Das bedeutet im Umkehrschluss: Wer ruhigere Fleckchen liebt und die wahre Aura des Weges in sich aufnehmen will, findet vorher seine Erfüllung – wenngleich ohne Diplom. Für dessen Erhalt braucht man für die letzten 100 Kilometer bis Santiago de Compostela im Schnitt fünf Wandertage; Einstiegspunkt ist das Städtchen Sarria. Rey Beaumont spart nicht an Kritik und zieht einen prägnanten Vergleich: „Das ist so, wie eine Woche Ferien zu verbringen, aber es hat nichts mit der Essenz des Jakobswegs zu tun und erreicht niemals dessen ureigene Spiritualität.“ Er prangert die „Banalisierung“ der Pilgererfahrungen an.
Was den christlichen Ansatz der Wallfahrt anbelangt, gibt Heino von Groote zu bedenken: „Den Glaubenspilger des Mittelalters gibt es ja sowieso nicht mehr. Es gibt aber eine Menge von Menschen, die mal schauen wollen, was auf dem Weg mit ihnen passiert. Und dabei sind sie auch offen für eine gewisse religiöse Erfahrung. Diese kann man aber sicher nur spüren, wenn man überhaupt eine Antenne dafür hat. Und die kommt langsam abhanden.“
Pilgern, so von Groote, habe immer etwas mit Suchen und Hoffen zu tun.

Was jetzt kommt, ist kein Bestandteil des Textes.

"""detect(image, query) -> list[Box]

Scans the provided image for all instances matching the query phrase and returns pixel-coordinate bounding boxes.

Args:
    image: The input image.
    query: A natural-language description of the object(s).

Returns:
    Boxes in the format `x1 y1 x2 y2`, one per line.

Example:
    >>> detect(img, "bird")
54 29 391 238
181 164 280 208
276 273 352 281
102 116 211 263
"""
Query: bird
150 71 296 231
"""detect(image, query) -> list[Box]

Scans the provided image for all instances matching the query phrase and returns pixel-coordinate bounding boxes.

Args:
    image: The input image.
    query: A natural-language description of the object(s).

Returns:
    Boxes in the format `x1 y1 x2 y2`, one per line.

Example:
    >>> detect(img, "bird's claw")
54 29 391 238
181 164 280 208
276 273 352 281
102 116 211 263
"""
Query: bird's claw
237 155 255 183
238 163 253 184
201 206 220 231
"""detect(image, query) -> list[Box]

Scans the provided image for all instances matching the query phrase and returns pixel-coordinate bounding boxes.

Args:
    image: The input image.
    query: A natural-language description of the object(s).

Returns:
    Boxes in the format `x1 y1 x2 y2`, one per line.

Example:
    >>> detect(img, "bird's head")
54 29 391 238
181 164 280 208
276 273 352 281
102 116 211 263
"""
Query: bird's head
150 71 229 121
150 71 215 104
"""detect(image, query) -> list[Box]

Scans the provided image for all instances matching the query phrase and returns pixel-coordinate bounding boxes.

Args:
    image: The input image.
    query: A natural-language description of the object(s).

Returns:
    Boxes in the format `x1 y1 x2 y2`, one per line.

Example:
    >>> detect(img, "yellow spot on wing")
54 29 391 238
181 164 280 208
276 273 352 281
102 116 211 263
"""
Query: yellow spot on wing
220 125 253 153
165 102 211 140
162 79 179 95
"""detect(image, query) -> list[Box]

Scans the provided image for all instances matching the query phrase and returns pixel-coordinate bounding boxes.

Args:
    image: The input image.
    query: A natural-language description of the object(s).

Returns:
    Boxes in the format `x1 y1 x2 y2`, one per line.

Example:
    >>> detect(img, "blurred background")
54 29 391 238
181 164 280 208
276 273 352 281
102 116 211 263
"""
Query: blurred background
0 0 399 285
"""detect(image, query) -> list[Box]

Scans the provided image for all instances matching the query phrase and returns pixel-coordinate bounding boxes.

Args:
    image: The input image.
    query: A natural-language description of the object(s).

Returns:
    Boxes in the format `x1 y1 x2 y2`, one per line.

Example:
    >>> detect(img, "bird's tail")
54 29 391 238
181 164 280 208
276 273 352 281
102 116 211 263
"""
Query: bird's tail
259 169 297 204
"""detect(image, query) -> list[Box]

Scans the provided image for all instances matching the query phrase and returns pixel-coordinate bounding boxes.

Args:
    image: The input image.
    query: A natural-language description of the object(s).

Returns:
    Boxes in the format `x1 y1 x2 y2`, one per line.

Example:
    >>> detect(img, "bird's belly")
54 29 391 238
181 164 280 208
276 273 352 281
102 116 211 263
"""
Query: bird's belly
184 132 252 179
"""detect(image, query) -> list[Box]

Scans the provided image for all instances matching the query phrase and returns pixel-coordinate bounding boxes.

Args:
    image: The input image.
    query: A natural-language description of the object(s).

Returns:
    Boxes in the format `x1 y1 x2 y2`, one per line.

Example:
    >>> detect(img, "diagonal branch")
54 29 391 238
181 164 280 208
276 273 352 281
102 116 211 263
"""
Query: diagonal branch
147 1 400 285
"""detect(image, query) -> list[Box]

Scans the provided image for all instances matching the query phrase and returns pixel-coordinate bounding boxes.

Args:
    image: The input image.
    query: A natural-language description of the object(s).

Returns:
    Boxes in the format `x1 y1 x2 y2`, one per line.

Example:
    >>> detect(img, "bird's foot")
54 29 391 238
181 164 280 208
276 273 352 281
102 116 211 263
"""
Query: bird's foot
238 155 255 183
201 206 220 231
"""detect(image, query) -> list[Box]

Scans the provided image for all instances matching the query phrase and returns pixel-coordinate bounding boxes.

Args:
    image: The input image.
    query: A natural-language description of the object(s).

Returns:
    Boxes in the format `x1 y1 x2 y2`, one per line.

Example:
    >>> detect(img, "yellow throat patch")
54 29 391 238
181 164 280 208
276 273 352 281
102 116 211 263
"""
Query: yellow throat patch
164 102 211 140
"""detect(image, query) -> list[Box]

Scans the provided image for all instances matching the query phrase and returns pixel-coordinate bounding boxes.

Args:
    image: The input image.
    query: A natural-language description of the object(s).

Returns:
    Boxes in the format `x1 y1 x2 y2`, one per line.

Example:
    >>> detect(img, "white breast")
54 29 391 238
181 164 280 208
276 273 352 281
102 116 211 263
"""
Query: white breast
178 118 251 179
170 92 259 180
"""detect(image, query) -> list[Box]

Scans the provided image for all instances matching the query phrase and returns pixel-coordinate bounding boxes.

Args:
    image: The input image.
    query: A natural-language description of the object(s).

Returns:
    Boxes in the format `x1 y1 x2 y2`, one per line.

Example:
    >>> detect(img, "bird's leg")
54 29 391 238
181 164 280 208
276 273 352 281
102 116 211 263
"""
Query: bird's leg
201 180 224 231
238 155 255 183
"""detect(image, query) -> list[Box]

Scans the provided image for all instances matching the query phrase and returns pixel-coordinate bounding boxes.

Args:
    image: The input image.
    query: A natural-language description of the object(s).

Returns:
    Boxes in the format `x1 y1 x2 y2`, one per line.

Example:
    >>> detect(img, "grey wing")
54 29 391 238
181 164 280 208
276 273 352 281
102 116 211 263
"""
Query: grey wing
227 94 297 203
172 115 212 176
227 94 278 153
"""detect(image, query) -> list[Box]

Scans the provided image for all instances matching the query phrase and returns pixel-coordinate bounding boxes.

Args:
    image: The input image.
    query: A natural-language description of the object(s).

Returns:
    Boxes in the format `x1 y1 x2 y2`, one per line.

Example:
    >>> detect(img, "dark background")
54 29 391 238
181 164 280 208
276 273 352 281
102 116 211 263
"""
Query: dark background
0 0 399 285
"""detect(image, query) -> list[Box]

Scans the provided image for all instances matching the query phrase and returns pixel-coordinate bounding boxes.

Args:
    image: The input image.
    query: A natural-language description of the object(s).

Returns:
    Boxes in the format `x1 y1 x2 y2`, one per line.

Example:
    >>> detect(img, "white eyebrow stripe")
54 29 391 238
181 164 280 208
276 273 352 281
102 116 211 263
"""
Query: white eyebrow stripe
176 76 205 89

Das werde niemals aufhören, egal, wie sich die Begleiterscheinungen verändern. Er hofft, dass sich Menschen weiter auf den Weg machen, Gottvertrauen entwickeln und ihr Leben dadurch besser meistern können. „Auswüchse der Party-Kultur ziehen hoffentlich mal wieder an andere Orte“, so von Groote.